The Secret Struggles of a School Role-Model


Le Anh Metzger

Student Body President Maria Dilbeck found a lot to smile about during the first spirit week on campus in two years, a product of her hard work and leadership.

As the Sophomore Class President – turned – Student Body Activities Director – turned – Student Body President, Maria Dilbeck has made a name for herself at Mayfield. She’s often referred to by friends as “Madame President.” 

Confidently addressing the school each week at Community assemblies, Dilbeck appears to be a born leader who has it together all of the time. Although she puts tremendous efforts towards leading, she sometimes struggles as the “face of Mayfield.”

The following interview has been edited and condensed for the purposes of this article.

How does it feel to be the representation of Mayfield?

I try not to think about it because if I do it freaks me out. I knew going into the position you are kind of known as the person, which is definitely scary; you feel like you always have to put on a persona of ‘everything’s okay. I’m totally okay,’ which is definitely a challenge sometimes. Like if I’m having a bad day, I feel like I can’t always broadcast that. 

What qualities do you think a leader must have? What life skills have you learned from being on ASB? 

I think they should be personable, easy to listen to. I would say commanding, but not demanding, which I think is something that I work on because I try very hard to make sure that my message is getting across, like in meetings, but also in Community, but without being mean about it. I think honesty is also important. Like if you can’t do something, and you need to be able to ask for help. Being Student Body President has taught me to say yes and no, because I think that the position puts you in a position where people think of you first when they need something, which in the past I would usually say yes, even if I knew I was overbooking myself, but I think this year, in particular, it’s taught me also that I can say no. 

It’s also taught me a lot about how to speak in front of people and be comfortable with that. Ultimately I want to go to medical school and be a doctor, and I think you need a certain amount of leadership to be able to do that. You need to be able to talk so that you can verbalize to your patients what is happening. 

 I think it’s also taught me that I need a leadership aspect to be a part of my school life, especially in college. A lot of the schools I’ve looked at, I’ve tried to see what their Student Government opportunities are or what kind of volunteering or leadership opportunities that I could be involved in. 

What has been your biggest struggle in your work with ASB?

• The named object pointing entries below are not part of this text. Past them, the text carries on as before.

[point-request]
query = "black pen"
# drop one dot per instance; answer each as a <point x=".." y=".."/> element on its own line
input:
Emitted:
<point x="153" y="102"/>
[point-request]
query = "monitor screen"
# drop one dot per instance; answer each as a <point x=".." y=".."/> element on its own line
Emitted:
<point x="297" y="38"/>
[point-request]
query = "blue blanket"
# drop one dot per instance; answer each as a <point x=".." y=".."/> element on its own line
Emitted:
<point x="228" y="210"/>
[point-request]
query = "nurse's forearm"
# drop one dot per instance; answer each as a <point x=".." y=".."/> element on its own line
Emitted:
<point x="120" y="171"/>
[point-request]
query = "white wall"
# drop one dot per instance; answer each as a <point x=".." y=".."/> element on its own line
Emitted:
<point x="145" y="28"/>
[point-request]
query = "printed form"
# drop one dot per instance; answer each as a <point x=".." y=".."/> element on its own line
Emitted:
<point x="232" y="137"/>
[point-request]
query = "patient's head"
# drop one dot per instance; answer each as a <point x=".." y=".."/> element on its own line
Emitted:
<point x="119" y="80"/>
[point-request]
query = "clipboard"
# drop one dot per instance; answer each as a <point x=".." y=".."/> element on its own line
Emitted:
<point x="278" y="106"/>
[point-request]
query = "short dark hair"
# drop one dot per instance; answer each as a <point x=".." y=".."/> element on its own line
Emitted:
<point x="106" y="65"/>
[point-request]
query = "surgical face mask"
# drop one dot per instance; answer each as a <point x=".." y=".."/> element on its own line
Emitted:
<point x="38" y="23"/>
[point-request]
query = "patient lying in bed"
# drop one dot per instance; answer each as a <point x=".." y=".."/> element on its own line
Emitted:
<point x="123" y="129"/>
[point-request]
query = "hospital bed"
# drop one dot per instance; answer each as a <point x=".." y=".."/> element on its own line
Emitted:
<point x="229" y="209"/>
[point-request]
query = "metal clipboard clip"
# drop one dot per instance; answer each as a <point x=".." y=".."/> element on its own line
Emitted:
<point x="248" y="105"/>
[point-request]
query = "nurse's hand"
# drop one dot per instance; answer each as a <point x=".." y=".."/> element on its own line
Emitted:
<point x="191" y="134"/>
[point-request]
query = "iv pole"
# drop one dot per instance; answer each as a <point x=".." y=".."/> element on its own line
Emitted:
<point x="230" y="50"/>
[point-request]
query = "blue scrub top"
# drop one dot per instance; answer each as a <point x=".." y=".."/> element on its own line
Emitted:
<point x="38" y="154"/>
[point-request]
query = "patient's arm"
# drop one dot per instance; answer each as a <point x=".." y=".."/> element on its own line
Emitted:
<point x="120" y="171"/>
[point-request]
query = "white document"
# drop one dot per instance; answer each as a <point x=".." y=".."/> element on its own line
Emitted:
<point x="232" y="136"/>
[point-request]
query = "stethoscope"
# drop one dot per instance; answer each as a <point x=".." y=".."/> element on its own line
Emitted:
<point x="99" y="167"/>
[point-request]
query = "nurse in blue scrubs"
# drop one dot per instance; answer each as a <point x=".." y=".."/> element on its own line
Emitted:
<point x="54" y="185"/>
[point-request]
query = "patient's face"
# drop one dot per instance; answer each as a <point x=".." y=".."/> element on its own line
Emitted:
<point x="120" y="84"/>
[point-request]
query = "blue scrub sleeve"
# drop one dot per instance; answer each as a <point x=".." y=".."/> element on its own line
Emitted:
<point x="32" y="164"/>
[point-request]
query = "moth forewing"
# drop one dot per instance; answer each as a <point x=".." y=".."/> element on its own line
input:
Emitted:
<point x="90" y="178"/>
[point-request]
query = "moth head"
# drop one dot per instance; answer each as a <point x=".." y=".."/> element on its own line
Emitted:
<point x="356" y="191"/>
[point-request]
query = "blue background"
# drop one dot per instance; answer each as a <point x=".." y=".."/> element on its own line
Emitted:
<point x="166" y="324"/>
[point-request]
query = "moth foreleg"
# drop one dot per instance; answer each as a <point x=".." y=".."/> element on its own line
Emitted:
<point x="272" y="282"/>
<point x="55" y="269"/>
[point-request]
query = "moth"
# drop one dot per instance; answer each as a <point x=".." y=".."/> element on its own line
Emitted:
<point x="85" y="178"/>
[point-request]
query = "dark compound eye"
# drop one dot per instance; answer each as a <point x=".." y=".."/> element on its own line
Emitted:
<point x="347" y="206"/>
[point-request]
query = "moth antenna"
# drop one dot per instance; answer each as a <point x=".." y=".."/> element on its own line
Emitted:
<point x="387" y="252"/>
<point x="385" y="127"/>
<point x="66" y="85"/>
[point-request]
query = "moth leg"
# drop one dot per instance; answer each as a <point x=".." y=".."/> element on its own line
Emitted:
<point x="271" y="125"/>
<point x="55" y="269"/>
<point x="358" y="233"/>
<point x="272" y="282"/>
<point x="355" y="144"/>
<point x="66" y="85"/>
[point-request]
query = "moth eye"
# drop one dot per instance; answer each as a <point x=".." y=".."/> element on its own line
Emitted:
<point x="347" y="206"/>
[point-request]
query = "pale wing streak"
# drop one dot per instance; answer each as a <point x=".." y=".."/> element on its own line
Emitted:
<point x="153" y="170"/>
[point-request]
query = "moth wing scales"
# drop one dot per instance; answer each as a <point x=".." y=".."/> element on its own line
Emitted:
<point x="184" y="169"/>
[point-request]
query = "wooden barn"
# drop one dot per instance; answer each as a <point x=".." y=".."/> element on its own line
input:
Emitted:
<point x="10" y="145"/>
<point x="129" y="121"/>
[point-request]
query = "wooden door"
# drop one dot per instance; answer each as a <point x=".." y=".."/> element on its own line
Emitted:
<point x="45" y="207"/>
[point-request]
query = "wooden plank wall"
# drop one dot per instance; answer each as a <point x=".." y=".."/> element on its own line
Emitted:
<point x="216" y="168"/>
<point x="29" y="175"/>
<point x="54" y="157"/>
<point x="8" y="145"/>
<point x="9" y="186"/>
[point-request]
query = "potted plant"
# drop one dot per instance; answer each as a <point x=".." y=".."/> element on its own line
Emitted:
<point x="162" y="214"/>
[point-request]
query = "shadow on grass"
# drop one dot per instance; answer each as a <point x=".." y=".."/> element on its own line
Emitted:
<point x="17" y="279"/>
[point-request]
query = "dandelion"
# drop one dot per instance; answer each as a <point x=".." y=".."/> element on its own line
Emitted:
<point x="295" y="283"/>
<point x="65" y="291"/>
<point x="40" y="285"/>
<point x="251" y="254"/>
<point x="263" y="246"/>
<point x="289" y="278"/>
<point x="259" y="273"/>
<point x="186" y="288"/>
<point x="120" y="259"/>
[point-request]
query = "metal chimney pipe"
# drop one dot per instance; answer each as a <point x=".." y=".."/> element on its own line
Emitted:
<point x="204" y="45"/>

Time management, probably because Student Council isn’t the only leadership I do; I’m also involved in Retreat planning and ALC (Athletic Leadership Council) too. And people ask me to do a lot of different things on campus, which I like doing and I think I kind of sign myself up for that, but I think that’s just been a little bit stressful to be like, okay, I don’t know how I’m supposed to plan an ice cream sale right now. It’s definitely been hard as we’ve gotten more AP classes and as we’ve gotten older, homework has gotten harder. I think that’s been difficult. And then also definitely it’s sometimes hard to deal with some of the other members of Student Council just because it’s been a challenge occasionally just to kind of remind people what their role is and everything. Just how to give a helpful push in the right direction.

I also pray all the time and every day. And I think that has saved me in a lot of aspects, because there is definitely a lot of stress that comes along which I don’t think necessarily a lot of people know– I think a lot of people are like, ‘what do you guys even do’ and that’s so frustrating because we do so much. So I think my faith does a lot to center me and helps me be like, ‘okay, just get through this day and then we will deal with the next one.’

Who are your role models and/or icons?

Definitely past Student Body Presidents,– I think that’s like a realistic icon because I’m where they were. I loved Obama, and definitely Michelle Obama; the way she speaks is just incredible, and she really knows how to captivate an audience. I don’t know if I’ve ever like thought her as like, oh, that’s my role model, but she’s definitely someone I look up to – the characteristics she has and definitely her ability to make people listen when she says something. And she just sounds graceful, so I would probably say one of the Obamas, primarily Michelle.

What is your favorite memory of student council?

I would probably say Sophomore-year Red and White Day. I thought that was really fun. I also loved Rory Burke when she was our President, because she was really easy to be around. I mean Red and White Day is just always my favorite thing because I like being able to explain the games and I mean obviously it’s also fun to definitely participate, but I think it’s good to see the hard work that we’ve all put in pay off and to have people be like, wait, this game’s really fun, and I’ll be like, ‘that was my idea!’ or whatever. I think that’s definitely very rewarding.

What is your favorite thing about being in Student Council?

I would say the relationships that I’ve been able to make, because I think the extracurriculars and sports are the only time we have a lot of interaction between grades. So when I was an underclassman, it was really nice to have that upperclassmen relationships, so I could ask them questions like, ‘oh, what classes did you take? What should I take?’

What do you hope your legacy will be after leaving Mayfield?

I hope that people think of me positively and that people look back on and think that I did good for the school – that I was inclusive, welcoming, fun, but also knew how to get the job done. I don’t feel like I need to be remembered in a perfect way because I was in no way perfect. I just hope that people remember me as being approachable and as being somebody who knew how to lead, and lead effectively.